Sunday will be the last day behind the prescription counter for Thurlow E. (Sandy) Shoemaker, shown her, registered pharmacist at Judd's drug store, who retires after 51 years in the drug store business.
"Drug stores certainly have changed in my time," muses Sandy as he recalls that memorable July 4, 1904 when Arthur Ervin, Claypool druggist, hired the 14-year-old lad to jerk sodas and make himself useful in coping with the crowds of customers in town for the big celebration.
The next month Ervin moved his business to North Webster and Sandy went along for the summer. When school started in Claypool, however, he began working at the Scoles drug store in his hometown.

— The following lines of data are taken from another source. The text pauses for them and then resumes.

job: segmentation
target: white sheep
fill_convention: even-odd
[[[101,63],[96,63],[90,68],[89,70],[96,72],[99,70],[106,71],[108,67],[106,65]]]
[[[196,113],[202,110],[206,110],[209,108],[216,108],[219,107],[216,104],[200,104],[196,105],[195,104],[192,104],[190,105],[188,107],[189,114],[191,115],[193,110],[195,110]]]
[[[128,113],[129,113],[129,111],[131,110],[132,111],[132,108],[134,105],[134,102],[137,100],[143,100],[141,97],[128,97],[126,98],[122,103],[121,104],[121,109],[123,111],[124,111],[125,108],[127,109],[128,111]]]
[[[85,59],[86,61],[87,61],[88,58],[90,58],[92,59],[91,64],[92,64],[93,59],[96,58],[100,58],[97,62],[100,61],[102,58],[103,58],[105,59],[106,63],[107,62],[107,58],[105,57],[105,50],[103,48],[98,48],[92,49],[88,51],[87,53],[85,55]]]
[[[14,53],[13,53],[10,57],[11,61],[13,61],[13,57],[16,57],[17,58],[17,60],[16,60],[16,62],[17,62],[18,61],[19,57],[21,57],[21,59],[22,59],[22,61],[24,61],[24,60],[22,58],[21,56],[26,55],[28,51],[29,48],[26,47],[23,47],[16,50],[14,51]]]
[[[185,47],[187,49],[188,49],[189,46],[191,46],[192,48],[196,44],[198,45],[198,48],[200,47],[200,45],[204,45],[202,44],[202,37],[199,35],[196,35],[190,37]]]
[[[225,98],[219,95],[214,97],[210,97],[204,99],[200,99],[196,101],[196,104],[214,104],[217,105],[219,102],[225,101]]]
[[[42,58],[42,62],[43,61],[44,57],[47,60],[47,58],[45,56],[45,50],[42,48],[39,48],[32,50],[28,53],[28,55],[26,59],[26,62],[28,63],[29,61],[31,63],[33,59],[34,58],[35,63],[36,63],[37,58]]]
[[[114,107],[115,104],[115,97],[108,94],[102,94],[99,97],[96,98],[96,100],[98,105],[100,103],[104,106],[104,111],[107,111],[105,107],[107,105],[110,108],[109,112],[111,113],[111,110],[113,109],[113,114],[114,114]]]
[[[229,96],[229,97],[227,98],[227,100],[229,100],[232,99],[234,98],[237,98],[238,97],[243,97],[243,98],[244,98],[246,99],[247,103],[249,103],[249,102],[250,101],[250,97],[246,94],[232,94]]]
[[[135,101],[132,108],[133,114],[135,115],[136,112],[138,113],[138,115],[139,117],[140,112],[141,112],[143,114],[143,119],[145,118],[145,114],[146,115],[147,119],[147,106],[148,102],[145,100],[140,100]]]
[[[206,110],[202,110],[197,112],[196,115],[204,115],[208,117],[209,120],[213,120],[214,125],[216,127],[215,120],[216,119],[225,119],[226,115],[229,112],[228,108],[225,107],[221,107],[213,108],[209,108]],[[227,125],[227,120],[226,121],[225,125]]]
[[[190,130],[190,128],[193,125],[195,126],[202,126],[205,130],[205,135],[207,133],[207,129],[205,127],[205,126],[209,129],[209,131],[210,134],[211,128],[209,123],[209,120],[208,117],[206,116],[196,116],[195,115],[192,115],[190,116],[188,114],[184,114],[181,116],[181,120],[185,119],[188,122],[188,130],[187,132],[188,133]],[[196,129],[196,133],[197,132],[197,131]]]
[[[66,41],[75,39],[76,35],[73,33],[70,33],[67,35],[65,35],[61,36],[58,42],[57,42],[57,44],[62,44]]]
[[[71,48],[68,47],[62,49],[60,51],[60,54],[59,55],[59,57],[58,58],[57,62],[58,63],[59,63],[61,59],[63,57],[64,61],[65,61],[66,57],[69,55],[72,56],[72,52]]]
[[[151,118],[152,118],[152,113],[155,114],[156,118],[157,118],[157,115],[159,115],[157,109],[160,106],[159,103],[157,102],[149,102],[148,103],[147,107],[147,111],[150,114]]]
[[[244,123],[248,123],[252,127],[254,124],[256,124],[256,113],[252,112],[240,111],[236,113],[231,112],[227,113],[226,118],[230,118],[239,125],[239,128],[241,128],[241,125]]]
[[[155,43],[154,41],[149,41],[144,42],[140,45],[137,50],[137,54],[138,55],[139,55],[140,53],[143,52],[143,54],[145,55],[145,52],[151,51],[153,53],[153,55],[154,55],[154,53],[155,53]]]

Starting as an eighth grader then, he earned $2 per week for part-time work, $5 for full time. This was his wage scale all through high school.
His duties included putting up stock and making ice cream in a five-gallon freezer two to four times a day. Drug stores made soda water in a 15-gallon steel drum on a rocker connected to a tank of carbonic gas. The soda counter offered most of the sodas and sundaes we know today except for banana splits and similar concoctions developed since then. Two favorites that are unfamiliar now were a coffee flavored syrup and fruit nectar.
Packed in Straw
In those days prescription bottles came packed in straw-filled boxes. They weren't corked either so it was quite a task to wash the dusty little bottles thoroughly, setting them to dry on a nail-studded rack.
At that time a man could qualify for a pharmacist's license by serving a four-year apprenticeship under a licensed prescription dispenser or by taking two years of college work. Sandy had ample experience by this time but he enrolled in the Indianapolis college of pharmacy and studied there for one year. He took the state board exams in March and received his license in April, 1911.
Druggists made many of the items that today come already prepared. The students learned to make up spirits of camphor, essence of peppermint, tincture of arnica, citrate of magnesia.
Pointing to a prescription he was working on, Sandy commented, "All I have to do now is count the tablets. Years ago a pharmacist would take the active ingredients, mix them with sugar of milk or a similar inactive filler and then put the preparation into capsules."
$15 a week
Sandy's first job as a licensed pharmacist was with an Indianapolis store where he earned $15 per week. He married Miss Raydell Ward an Indianapolis girl. They went to Claypool for a year, then to Plymouth, back to Indianapolis and then Pierceton where his employer was Harold Switzer.
In 1919 Shoemaker bought the Scoles drug store in Claypool which he owned and operated for 27 years. Hood's sarsparilla, Hostetter's bitters and Castoria were popular items on the shelves.
Like all other drug stores the Shoemaker establishment had the traditional show globes filled with colored water. Toilet soap, talcum powder and bulk perfume in rose, lily of the valley and carnation fragrance were about the only cosmetic items handled then. Drug stores didn't stock box candies or magazines either.
Sandy recalls that in 1907 or 1908 Scoles was wondering if it would be wise to branch out with a line of Kodaks. His young clerk reassured him and it proved to be quite a moneymaker. The cigar counter offered a wide variety of good five-centers, many of the brands coming from factories right in the county.
When a farmer had a sick horse he would more often than not, come in for some tonic, made up by the druggist. The recipe for one of these mixtures Sandy said, included copperas, resin, nux vomica, black antimony and flax seed.
Wanting to ease off on responsibility and long hours, Sandy sold his store in May, 1945, worked several years at the Knight store in Warsaw, spent one summer at Dufur's and joined the Judd staff in August, 1953.
His retirement plans specify plenty of fishing, puttering around his Yellow Creek cottages and spending the winter in Florida.